Walter Tittle accounted for Sargent’s dissatisfaction in a 1925 edition of Illustrated London News, where he quoted him as saying, “I hate to paint portraits! I hope to never paint another portrait in my life… I have had enough of it.” For Sargent, aesthetics clashed with success, and he continually referred to his work as ‘paughtraights’ or ‘mugs.’ He has also been attributed with the remark, “Every time I paint a portrait I lose a friend.” Though his expertise earned him an offer of British citizenship from King Edward VII-which he refused-he abandoned the genre to focus on landscapes and murals in 1907, making exceptions for clients like Rockefeller in 1917. Thus began another phase in Sargent’s career.

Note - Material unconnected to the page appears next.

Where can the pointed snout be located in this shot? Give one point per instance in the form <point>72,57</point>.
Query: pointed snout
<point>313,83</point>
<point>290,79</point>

Now that one can view Sargent’s lifetime from the vantage of the present, he is generally recognized as a landscape painter of considerable talent; and was adept at watercolours and murals as well. London’s Tate Gallery holds pictures of his Venetian canals and passageways, the bounties of the Mediterranean soil and Alpine panoramas. Nature, not modernity, was his Muse and mistress. It was a fantastic escape from the bustle of Paris and London and fin-de-siécle America, back to the grassroots simplicity of the rural setting.
His later years were spent in the employ of the Boston Public Library and Museum of Fine Arts. He painted giant, sweeping mythological murals for the ceiling of the upper rotunda and the stairwell of the MFA, in addition to religious murals for the library. Following WWI, Sargent collaborated with Henry Tonks, a Briton, in 1918 to carry out a War Memorials Committee commission. The result, among other works, was Gassed, a twenty-foot frieze based on a first-hand experience at the casualty station in Le Bac-de-Sud, France. Littered with symbolism and despair, it shows the effects of mustard gas on a line of Tommies and the atrocities of the First World War.
The path of Sargent’s artistic evolution can be traced from the dim rapture of El Jaleo, which debuted at the Paris Salon in 1882; to his Impressionist influences in Carnation, Lily, Lily, Rose (1885-6), where two young girls light garden lanterns at dusk; to the post-1900 watercolour Cashmere, which features a shawl-clad girl in various sequences of motion across a field, a predecessor of Duchamp’s Nude Descending a Staircase. Volumes could be written on each aspect of his prolific career.
Until his death in 1925, it was Sargent’s opportunism and superficiality that allowed him to cross these boundaries between portraiture and landscape, oils and watercolours, sketches and murals. He simply recorded what he saw, and in doing so, simultaneously revealed essential characteristics about his era and its zeitgeist; but never probing too deeply, never intentionally engaging in polemics. There is a perplexing beauty in that, a beauty sans irony that pervades Sargent’s abundant collection of work. By no means did Sargent seek to change art. He merely aimed to perfect that which existed.
Note: Readers in New England have the chance to see a comprehensive collection of Sargent´s art at the Museum of Fine Arts in Boston until September 26, 1999. There are several web-based displays of his work available at Artcyclopedia.